# Multiple inputs in single monitor... is it possible?



## benihana99

Quick question.

I have an Acer 22' monitor, and it has both a DVI input and a VGA input. I use the VGA input for my computer. However, i also use the DVI input for my Xbox 360. Currently, to switch from computer to Xbox, i turn off the computer and monitor, remove the VGA cable (coming from the tower) from the monitor's back panel, and plug in the DVI input from the Xbox. I was wondering if, since the xbox and computer use different inputs on the monitor, i could have both devices plugged in to the monitor at the same time and use a button on the monitor or something to switch between the two.

EDIT: Problem Solved... there is a menu for selecting input. Yay!


----------



## voyagerfan99

I'm surprised there isn't a button you can simpky press to switch between the two.
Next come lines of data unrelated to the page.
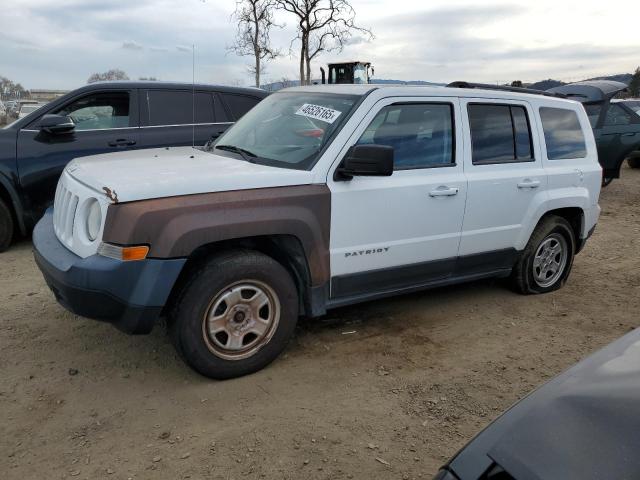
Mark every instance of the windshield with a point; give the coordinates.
(287, 130)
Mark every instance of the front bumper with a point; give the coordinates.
(130, 295)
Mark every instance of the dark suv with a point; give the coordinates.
(100, 118)
(616, 126)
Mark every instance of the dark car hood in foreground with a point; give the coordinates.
(582, 425)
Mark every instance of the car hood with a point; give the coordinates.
(583, 424)
(167, 172)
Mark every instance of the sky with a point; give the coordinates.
(58, 44)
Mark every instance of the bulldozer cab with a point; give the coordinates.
(349, 72)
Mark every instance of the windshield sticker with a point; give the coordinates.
(323, 114)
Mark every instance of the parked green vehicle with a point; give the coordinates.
(616, 126)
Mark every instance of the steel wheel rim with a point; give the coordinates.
(241, 319)
(550, 260)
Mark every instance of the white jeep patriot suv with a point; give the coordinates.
(320, 197)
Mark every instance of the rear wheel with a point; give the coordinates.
(235, 315)
(546, 261)
(6, 226)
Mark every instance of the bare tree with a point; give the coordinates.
(634, 84)
(113, 74)
(323, 25)
(255, 20)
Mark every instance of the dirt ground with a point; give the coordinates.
(388, 389)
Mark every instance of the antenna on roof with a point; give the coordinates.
(193, 96)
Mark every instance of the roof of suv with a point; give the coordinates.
(170, 85)
(407, 90)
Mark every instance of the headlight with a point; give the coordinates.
(94, 220)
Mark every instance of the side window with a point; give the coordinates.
(239, 104)
(176, 107)
(562, 134)
(420, 134)
(616, 115)
(99, 111)
(499, 134)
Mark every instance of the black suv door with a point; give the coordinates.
(618, 136)
(105, 121)
(180, 117)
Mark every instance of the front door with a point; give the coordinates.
(105, 122)
(393, 233)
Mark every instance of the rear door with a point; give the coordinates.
(171, 118)
(506, 180)
(106, 121)
(397, 232)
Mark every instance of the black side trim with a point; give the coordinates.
(359, 287)
(390, 278)
(484, 262)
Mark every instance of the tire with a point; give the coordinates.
(6, 226)
(528, 277)
(234, 315)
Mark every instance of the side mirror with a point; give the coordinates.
(366, 160)
(56, 124)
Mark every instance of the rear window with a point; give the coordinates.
(562, 134)
(167, 107)
(499, 134)
(239, 104)
(616, 115)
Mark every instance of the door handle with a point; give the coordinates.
(122, 142)
(529, 184)
(443, 191)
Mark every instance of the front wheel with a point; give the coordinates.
(235, 315)
(546, 261)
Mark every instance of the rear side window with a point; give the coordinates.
(175, 107)
(239, 104)
(421, 134)
(562, 134)
(499, 134)
(616, 115)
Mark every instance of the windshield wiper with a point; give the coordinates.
(244, 153)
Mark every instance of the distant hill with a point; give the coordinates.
(550, 83)
(541, 85)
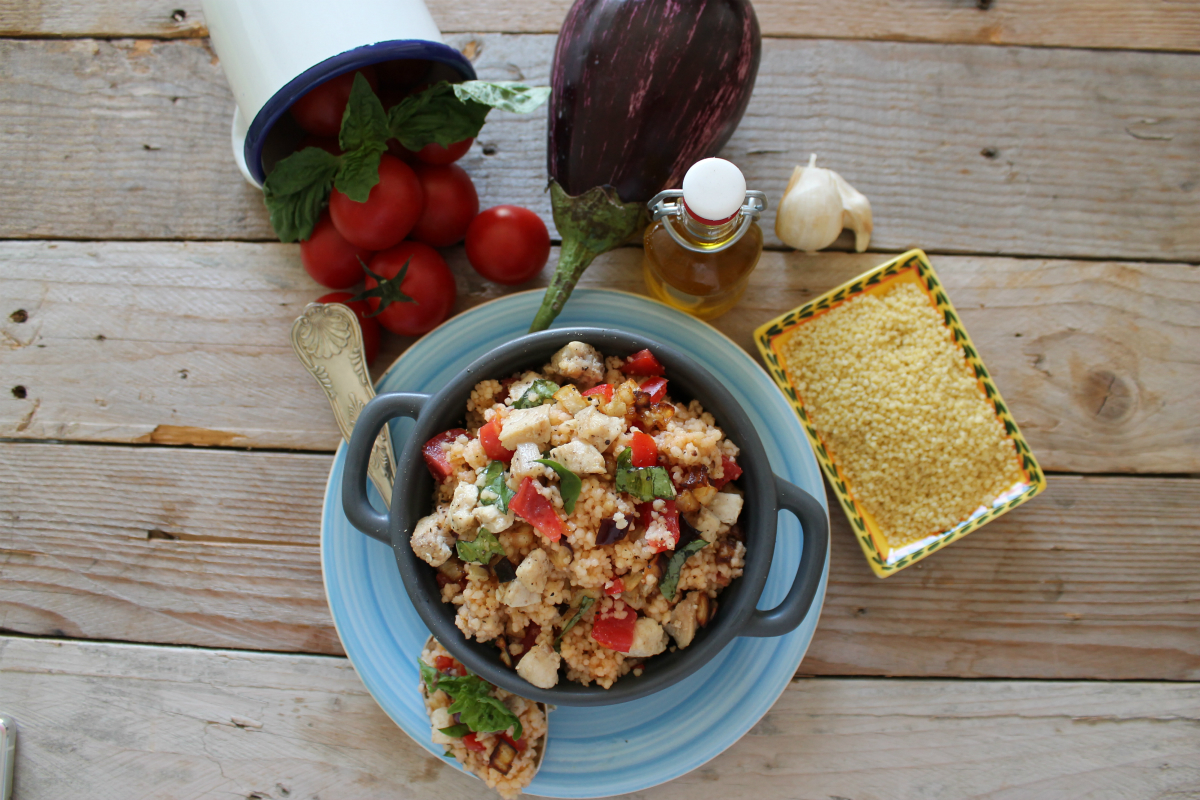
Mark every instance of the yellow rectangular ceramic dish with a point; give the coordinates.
(912, 268)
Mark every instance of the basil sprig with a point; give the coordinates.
(481, 549)
(569, 483)
(643, 482)
(298, 187)
(585, 605)
(495, 482)
(670, 581)
(473, 702)
(540, 392)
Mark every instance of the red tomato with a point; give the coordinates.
(436, 455)
(429, 282)
(615, 633)
(436, 154)
(646, 452)
(331, 260)
(393, 208)
(450, 204)
(643, 364)
(655, 388)
(371, 334)
(508, 245)
(537, 510)
(603, 390)
(447, 663)
(490, 438)
(730, 471)
(321, 110)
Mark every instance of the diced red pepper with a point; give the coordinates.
(731, 471)
(646, 452)
(436, 456)
(603, 390)
(490, 438)
(615, 633)
(657, 388)
(447, 663)
(643, 364)
(537, 510)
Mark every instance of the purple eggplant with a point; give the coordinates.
(641, 90)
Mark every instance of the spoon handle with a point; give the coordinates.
(329, 343)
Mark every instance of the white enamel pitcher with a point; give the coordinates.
(273, 52)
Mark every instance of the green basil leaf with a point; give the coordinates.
(364, 121)
(540, 392)
(643, 482)
(505, 95)
(481, 549)
(496, 483)
(585, 605)
(670, 581)
(359, 172)
(295, 192)
(569, 483)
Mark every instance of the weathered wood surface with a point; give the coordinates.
(125, 721)
(217, 548)
(1089, 152)
(187, 343)
(1141, 24)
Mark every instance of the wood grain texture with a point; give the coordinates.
(217, 548)
(1091, 154)
(187, 343)
(113, 721)
(1140, 24)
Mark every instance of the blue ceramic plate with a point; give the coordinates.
(612, 749)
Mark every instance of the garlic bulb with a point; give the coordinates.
(816, 205)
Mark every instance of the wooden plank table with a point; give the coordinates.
(163, 629)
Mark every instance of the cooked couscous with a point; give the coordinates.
(901, 413)
(504, 759)
(583, 521)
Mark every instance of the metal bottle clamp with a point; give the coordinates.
(669, 208)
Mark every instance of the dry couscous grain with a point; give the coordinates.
(901, 413)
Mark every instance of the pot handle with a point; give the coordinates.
(358, 457)
(789, 614)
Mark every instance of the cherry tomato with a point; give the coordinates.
(490, 439)
(533, 507)
(646, 452)
(603, 390)
(655, 388)
(331, 260)
(436, 455)
(321, 110)
(450, 204)
(615, 633)
(438, 155)
(391, 209)
(508, 245)
(371, 334)
(429, 282)
(643, 364)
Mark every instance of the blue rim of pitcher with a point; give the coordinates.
(348, 61)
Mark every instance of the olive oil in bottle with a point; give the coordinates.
(705, 240)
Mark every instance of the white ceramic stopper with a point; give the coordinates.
(714, 190)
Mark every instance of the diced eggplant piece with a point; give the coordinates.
(503, 757)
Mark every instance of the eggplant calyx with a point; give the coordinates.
(589, 223)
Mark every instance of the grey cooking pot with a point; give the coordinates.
(413, 498)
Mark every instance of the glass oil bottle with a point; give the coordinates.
(705, 240)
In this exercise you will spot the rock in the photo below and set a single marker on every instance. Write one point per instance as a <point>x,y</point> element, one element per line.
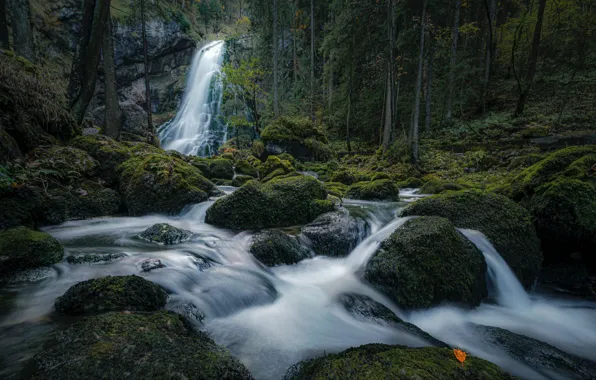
<point>427,262</point>
<point>274,247</point>
<point>335,233</point>
<point>221,169</point>
<point>159,345</point>
<point>381,361</point>
<point>165,234</point>
<point>381,190</point>
<point>157,183</point>
<point>541,356</point>
<point>367,309</point>
<point>22,248</point>
<point>506,225</point>
<point>278,203</point>
<point>105,294</point>
<point>94,258</point>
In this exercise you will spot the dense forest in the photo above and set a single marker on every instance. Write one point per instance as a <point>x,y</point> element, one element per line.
<point>298,189</point>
I tried hooking up my desktop and laptop to the same monitor (DVI and VGA) on my 22" ViewSonic and all I had to do was press the source button to switch between the two.


----------



## benihana99

voyagerfan99 said:


> I'm surprised there isn't a button you can simpky press to switch between the two. I tried hooking up my desktop and laptop to the same monitor (DVI and VGA) on my 22" ViewSonic and all I had to do was press the source button to switch between the two.



i think there may be a way, but i have lost the original documentation... i will check to see if i can get a manual off Acer's website that explains the features.

thank you!


----------



## benihana99

problem solved.
i found the PDF manual at Acer's site and found that there is a menu for selecting input. I never famaliarized myself with the front buttons when i bought the monitor, so i didnt realize this was an easy thing to do. thanks for your help!


----------



## N3crosis

0.0 you can do that?!?!!?!? I'd love to hook up my 360 to the monitor I'm getting for Christmas. Do most monitors have this feature?


----------



## Intel_man

Flar0n said:


> 0.0 you can do that?!?!!?!? I'd love to hook up my 360 to the monitor I'm getting for Christmas. Do most monitors have this feature?



My LG has that feature. Umm.. it usually depends though. Most monitors switch from Analog or Digital Signals so technically yes, you can switch between consoles to PC.


----------



## shawnmh

my monitor (hp w2007) has an option as soon as you hit menu to change video input, id say mess around with your menu a bit..  Your monitor should automaticlly check for a signal, so you should be able to just turn one of them off and it should automatically bring up the one that is on


----------